No, Cyndi, you’re not an amoeba. It’s OK to change. You don’t have to wear all that jewelry anymore or all those Aunt Jemima get ups. But you already decided that, right? Just like you already decided you’re going to tie the knot with your longtime manager, boyfriend, video co-star Dave Wolff sometime this fall. There’s no reason why you – Cyndi Lauper, unusual girl – can’t be a grown-up and still be unusual. You don’t have to wear your uniqueness on your sleeve anymore; everyone knows it’s there.

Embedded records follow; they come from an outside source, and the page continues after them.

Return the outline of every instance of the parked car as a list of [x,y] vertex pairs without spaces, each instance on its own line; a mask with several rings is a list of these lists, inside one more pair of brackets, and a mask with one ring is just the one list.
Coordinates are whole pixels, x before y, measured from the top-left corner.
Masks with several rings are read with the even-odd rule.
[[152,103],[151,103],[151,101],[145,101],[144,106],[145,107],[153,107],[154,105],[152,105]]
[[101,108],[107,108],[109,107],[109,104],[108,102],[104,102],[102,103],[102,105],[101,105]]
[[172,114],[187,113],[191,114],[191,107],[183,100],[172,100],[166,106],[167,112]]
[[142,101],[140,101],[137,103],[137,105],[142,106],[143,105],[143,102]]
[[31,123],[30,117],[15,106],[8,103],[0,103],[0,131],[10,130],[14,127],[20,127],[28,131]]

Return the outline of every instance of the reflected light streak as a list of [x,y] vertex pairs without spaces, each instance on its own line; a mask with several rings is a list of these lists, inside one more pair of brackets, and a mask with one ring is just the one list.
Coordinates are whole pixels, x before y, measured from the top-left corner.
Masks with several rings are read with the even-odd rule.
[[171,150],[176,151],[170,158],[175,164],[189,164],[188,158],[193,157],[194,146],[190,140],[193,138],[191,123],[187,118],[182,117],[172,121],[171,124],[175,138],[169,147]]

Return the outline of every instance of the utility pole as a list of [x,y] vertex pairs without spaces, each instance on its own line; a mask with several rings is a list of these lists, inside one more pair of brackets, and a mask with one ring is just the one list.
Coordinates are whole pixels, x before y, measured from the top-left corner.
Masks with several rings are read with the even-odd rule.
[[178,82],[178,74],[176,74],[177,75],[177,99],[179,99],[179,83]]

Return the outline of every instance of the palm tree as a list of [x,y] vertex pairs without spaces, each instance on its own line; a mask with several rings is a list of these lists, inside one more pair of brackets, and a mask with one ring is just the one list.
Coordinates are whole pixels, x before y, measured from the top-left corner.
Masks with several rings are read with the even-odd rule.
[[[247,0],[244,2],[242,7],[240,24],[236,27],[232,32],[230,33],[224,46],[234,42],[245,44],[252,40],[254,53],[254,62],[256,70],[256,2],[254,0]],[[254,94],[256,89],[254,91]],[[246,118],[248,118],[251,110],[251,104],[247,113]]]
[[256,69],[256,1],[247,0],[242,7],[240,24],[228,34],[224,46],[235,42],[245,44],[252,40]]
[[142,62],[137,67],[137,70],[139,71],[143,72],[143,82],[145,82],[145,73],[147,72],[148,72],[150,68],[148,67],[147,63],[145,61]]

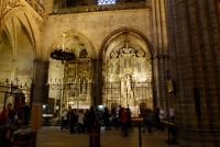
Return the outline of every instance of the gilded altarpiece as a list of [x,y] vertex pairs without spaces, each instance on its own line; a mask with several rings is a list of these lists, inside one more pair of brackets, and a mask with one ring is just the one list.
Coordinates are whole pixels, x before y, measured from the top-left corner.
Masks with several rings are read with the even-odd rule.
[[[131,45],[132,46],[132,45]],[[140,104],[153,110],[152,63],[141,47],[114,48],[103,61],[103,98],[106,106],[130,106],[132,114],[140,113]]]
[[63,108],[89,108],[92,104],[91,81],[91,58],[77,58],[67,61],[64,69]]

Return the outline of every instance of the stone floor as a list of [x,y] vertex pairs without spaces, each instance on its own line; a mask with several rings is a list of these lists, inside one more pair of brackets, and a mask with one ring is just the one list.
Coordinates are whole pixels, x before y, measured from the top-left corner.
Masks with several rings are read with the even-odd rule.
[[[21,132],[29,132],[22,129]],[[177,145],[168,145],[167,132],[158,132],[157,135],[146,135],[142,133],[142,147],[178,147]],[[69,134],[69,131],[59,131],[58,126],[45,126],[37,133],[37,147],[88,147],[89,135],[87,134]],[[105,131],[101,127],[101,147],[140,147],[139,146],[139,128],[134,127],[130,131],[128,137],[122,137],[122,132],[112,128]]]

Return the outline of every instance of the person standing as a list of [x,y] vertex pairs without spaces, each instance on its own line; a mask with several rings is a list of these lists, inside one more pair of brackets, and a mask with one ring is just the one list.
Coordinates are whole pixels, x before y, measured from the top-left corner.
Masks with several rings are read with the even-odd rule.
[[160,108],[158,117],[161,123],[161,131],[164,132],[164,126],[162,125],[162,121],[164,120],[164,111],[162,108]]
[[91,126],[95,126],[95,122],[96,122],[96,113],[94,110],[94,106],[90,108],[89,114],[88,114],[88,131]]
[[155,105],[155,121],[156,121],[156,128],[161,129],[160,106],[158,105]]
[[125,109],[122,109],[121,111],[120,121],[121,121],[122,129],[124,132],[123,137],[128,137],[129,113]]
[[8,104],[7,104],[7,109],[3,110],[3,111],[1,112],[1,114],[0,114],[0,120],[1,120],[2,126],[6,126],[7,123],[8,123],[8,122],[7,122],[7,117],[8,117],[9,112],[11,111],[11,106],[12,106],[12,104],[11,104],[11,103],[8,103]]
[[111,129],[109,117],[110,117],[109,110],[108,110],[108,108],[105,108],[105,112],[103,112],[103,115],[102,115],[102,118],[103,118],[105,125],[106,125],[105,131],[107,131],[108,128]]
[[76,125],[77,125],[77,120],[78,120],[76,109],[72,110],[69,120],[70,120],[69,121],[69,123],[70,123],[70,134],[74,134],[74,133],[76,133]]
[[111,125],[112,126],[117,126],[117,113],[116,113],[116,109],[112,109],[112,111],[111,111]]
[[11,138],[12,129],[10,127],[4,127],[1,132],[0,147],[13,147]]
[[25,105],[24,106],[24,125],[29,125],[29,111],[30,111],[29,105]]
[[78,113],[78,134],[85,133],[84,118],[84,111],[80,110]]
[[152,124],[153,124],[153,113],[151,110],[147,110],[147,114],[146,114],[146,125],[148,127],[148,131],[146,134],[151,134],[152,133]]
[[68,120],[67,120],[67,110],[65,109],[64,112],[62,113],[62,127],[61,131],[66,127],[66,131],[68,129]]
[[14,111],[13,110],[10,110],[9,113],[8,113],[6,126],[11,127],[13,131],[16,127],[15,126],[15,118],[14,118]]

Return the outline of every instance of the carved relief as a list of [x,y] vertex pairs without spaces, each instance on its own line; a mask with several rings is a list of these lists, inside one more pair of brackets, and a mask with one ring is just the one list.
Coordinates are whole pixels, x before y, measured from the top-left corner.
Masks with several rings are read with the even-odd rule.
[[88,57],[67,61],[64,69],[64,105],[91,105],[92,60]]
[[21,1],[20,0],[6,0],[3,3],[3,10],[2,14],[3,16],[13,8],[15,7],[21,7]]
[[142,48],[130,47],[129,43],[109,54],[102,66],[103,104],[129,104],[134,115],[138,115],[134,108],[141,102],[153,110],[151,57]]

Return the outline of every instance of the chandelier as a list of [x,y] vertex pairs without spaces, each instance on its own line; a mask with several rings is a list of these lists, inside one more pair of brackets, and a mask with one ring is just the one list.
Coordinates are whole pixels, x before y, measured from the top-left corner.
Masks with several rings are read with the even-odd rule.
[[68,48],[65,48],[64,41],[65,41],[66,32],[63,32],[63,46],[62,48],[56,47],[51,53],[51,58],[56,60],[73,60],[76,58],[75,54],[70,52]]

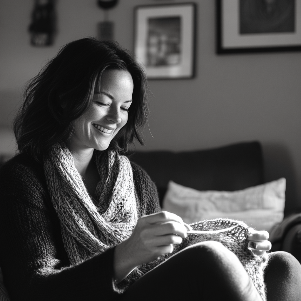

Actually it seems the real innovations will be going into Cyndi’s music. Another major change Cyndi’s enacted is collaboration – for her own record and for other people’s. Her tavern, collaborator, she says, is Patti LaBelle “Singing with her is like being in a different world,’ croaks Cyndi, who wrote one cut with Patti’s voice in mind which will probably be on Patti’s next LP. Meanwhile, the pair recorded the duet Iko Iko which was intended for inclusion on True Colors. Patti absolutely loves Cyndi and is proud to be one of her biggest vocal influences. “She told me,” Patti beams. “I’m part of the reason she’s singing now.” The two songbirds met when Cyndi jumped onstage with Patti in Philadelphia just a few years ago, then followed her backstage, telling her how great she thought Patti was. Now they love to exchange their favorite things – recipes.
As for other sharing Cyndi also wrote and sings Code of Silence with Billy Joel on his new record The Bridge. (The song has nothing to do with Chuck Norris – it’s about preserving one’s soul, something Cyndi obviously knows a bit about.) And she’s also slated to co-produce and co-direct all her upcoming videos, of which there will be many. There’s Hulk Hogan and company, and her mother will be in them. Maybe Cyndi’s grown up enough to go it alone.
One thing we do know is that she’ll be going behind the big-big cameras in late ’86. Cyndi will have her first acting role, opposite Dan Aykroyd, in a comedy film called Vibes. Cyndi is angling to get out of the teen bracket. She wants to sing adult songs, to produce and to move from comedy to singing the way Barbra Streisand – another New York girl – does. And it wouldn’t be at all unusual if she pulls it off.